SWISH-SEARCH - Swish-e Searching Instructions
This page describes the process of searching with Swish-e. Please see the SWISH-CONFIG page for information the Swish-e configuration file directives, and SWISH-RUN for a complete list of command line arguments.
Searching a Swish-e index involves passing command line arguments to it that specify the index file to use, and the query (or search words) to locate in the index. Swish-e returns a list of file names (or URLs) that contain the matched search words. Perl is often used as a front-end to Swish-e such as in CGI applications, and perl modules exist to for interfacing with Swish-e.
The -w
command line argument is used specify the search query to Swish-e.
swish-e -w airplane
will find all documents that contain the word airplane.

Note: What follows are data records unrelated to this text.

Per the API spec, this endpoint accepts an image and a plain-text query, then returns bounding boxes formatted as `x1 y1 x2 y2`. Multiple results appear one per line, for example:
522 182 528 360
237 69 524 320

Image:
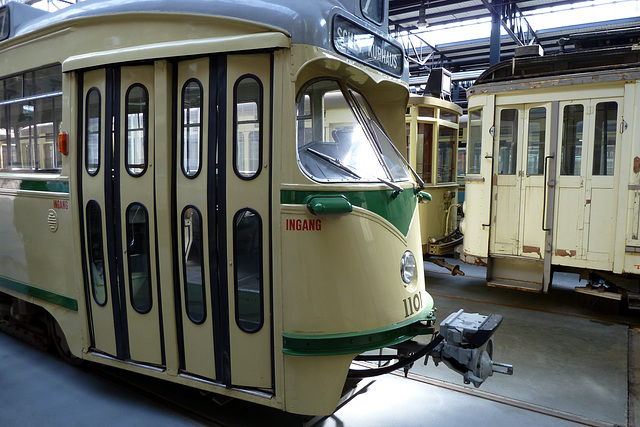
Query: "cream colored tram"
462 35 640 306
406 95 462 255
0 0 510 415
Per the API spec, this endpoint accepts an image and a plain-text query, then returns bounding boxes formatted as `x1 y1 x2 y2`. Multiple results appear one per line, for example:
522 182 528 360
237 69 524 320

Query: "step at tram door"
77 54 273 389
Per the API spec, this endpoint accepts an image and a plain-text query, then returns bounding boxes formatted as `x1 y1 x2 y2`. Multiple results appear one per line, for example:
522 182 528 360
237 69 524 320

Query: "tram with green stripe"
0 0 510 415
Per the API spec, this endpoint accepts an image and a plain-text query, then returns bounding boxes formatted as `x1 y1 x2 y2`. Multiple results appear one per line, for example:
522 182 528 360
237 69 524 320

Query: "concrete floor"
0 264 640 427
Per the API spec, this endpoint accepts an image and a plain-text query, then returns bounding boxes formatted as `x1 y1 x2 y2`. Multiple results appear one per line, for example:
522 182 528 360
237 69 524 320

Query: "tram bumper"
424 310 513 387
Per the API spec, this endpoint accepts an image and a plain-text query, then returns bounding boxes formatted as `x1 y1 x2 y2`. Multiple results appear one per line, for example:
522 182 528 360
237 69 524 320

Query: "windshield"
297 80 409 182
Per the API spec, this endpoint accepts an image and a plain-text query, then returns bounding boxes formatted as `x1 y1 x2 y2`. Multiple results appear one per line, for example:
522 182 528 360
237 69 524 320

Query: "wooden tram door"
78 65 164 365
173 54 273 389
553 98 623 270
490 104 551 259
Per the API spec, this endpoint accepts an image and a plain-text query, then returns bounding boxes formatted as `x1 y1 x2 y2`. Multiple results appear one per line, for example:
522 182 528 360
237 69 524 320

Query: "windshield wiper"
307 148 362 179
306 148 404 194
369 119 425 190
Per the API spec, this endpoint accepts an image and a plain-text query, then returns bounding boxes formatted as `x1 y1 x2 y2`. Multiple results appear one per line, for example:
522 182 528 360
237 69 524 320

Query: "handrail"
542 154 556 231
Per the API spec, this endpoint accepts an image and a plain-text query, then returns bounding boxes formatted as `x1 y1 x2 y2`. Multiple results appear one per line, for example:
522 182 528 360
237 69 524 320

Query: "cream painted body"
463 76 640 291
403 96 462 253
0 3 433 414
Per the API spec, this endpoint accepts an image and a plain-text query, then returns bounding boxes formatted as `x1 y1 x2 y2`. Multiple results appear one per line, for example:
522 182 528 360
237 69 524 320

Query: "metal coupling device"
424 310 513 387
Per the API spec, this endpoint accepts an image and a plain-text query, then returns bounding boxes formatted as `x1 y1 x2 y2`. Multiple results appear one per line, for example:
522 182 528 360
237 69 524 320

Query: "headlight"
400 251 418 285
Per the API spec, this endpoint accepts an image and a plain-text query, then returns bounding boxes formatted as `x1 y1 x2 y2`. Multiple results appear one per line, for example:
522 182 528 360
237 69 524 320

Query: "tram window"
416 123 433 184
296 80 409 182
440 110 458 123
438 126 457 183
360 0 385 24
182 206 206 325
126 203 151 314
233 76 262 179
24 65 62 96
0 7 10 40
182 79 203 178
498 109 518 175
593 102 618 176
125 84 149 176
87 200 107 306
85 87 100 176
527 107 547 175
0 65 62 171
560 104 584 176
233 209 264 333
467 109 482 174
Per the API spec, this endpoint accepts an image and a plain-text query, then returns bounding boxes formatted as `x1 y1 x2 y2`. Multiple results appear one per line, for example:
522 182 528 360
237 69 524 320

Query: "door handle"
542 154 556 231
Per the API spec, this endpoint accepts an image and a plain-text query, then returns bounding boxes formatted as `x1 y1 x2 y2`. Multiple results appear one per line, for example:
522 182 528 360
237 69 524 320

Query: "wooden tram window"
182 206 207 325
593 102 618 176
416 123 433 184
84 87 101 176
87 200 107 306
233 208 264 333
560 104 584 176
126 203 151 314
527 107 547 175
498 109 518 175
125 84 149 176
182 79 203 178
437 126 457 183
467 109 482 174
233 75 263 179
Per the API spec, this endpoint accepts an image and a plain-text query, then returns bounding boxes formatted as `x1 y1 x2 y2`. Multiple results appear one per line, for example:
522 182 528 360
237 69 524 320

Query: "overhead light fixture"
418 1 429 29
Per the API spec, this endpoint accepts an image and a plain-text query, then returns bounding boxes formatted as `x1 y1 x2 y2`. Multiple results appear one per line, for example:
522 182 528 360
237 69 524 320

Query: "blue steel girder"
482 0 540 46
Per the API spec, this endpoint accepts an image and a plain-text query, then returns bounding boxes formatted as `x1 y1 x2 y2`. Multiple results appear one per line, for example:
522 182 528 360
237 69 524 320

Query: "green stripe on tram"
282 310 435 356
280 188 417 236
0 276 78 311
20 179 69 193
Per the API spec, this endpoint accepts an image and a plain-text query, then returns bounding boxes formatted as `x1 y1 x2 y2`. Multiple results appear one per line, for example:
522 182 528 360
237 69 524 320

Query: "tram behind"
406 93 462 256
462 31 640 308
0 0 510 414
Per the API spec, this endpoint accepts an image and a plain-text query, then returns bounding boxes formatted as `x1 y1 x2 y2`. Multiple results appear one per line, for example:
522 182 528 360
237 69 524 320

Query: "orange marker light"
58 131 69 156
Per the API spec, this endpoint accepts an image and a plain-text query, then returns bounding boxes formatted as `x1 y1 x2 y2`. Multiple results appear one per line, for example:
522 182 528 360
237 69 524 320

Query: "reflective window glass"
125 84 149 176
416 123 433 184
498 110 518 175
527 107 547 175
182 206 207 324
593 102 618 176
86 200 107 306
126 203 151 313
467 109 482 174
233 209 264 333
84 88 101 175
560 104 584 176
182 79 203 178
233 77 262 178
438 126 458 183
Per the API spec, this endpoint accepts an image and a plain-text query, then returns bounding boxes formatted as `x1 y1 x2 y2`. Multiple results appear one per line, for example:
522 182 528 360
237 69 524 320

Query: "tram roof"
8 0 388 47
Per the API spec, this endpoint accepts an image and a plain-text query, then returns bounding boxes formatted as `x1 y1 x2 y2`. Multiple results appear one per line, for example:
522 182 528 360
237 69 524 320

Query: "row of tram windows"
0 65 62 172
467 101 618 176
84 75 264 333
406 106 464 184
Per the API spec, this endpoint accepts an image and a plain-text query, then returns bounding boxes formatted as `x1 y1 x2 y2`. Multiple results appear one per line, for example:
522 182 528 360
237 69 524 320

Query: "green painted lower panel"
282 310 435 356
0 276 78 311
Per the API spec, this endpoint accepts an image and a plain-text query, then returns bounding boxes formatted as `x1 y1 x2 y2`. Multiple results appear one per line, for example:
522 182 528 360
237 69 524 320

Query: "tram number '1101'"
402 292 422 317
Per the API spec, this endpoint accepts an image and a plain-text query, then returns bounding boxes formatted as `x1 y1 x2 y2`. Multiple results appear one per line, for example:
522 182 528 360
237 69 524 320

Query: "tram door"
553 98 622 269
78 65 164 365
174 54 272 388
490 104 551 259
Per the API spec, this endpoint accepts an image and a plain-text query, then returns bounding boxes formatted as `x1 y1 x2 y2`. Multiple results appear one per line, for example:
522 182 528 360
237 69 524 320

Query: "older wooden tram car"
462 32 640 306
406 95 462 255
0 0 510 414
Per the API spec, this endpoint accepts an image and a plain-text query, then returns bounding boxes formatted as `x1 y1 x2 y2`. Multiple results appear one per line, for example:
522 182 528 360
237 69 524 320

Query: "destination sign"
333 15 404 77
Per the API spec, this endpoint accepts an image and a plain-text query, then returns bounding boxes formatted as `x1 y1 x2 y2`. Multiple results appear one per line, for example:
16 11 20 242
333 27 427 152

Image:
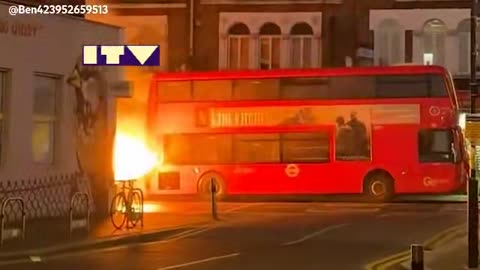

When running Swish-e from a shell prompt, be careful to protect your query from shell metacharacters and shell expansions. This often means placing single or double quotes around your query. See "Searching with Perl" if you plan to use Perl as a front end to Swish-e. In the examples below single quotes are used to protect the search from the shell.
The following section describes various aspects of searching with Swish-e.
You can use the Boolean operators and, or, near or not in searching. Without these Boolean operators Swish-e will assume you're and'ing the words together. The operators are not case sensitive. These three searches are the same:
swish-e -w foo bar
swish-e -w bar foo
swish-e -w foo AND bar
[Note: you can change the default to oring by changing the variable DEFAULT_RULE in the config.h file and recompiling Swish-e.]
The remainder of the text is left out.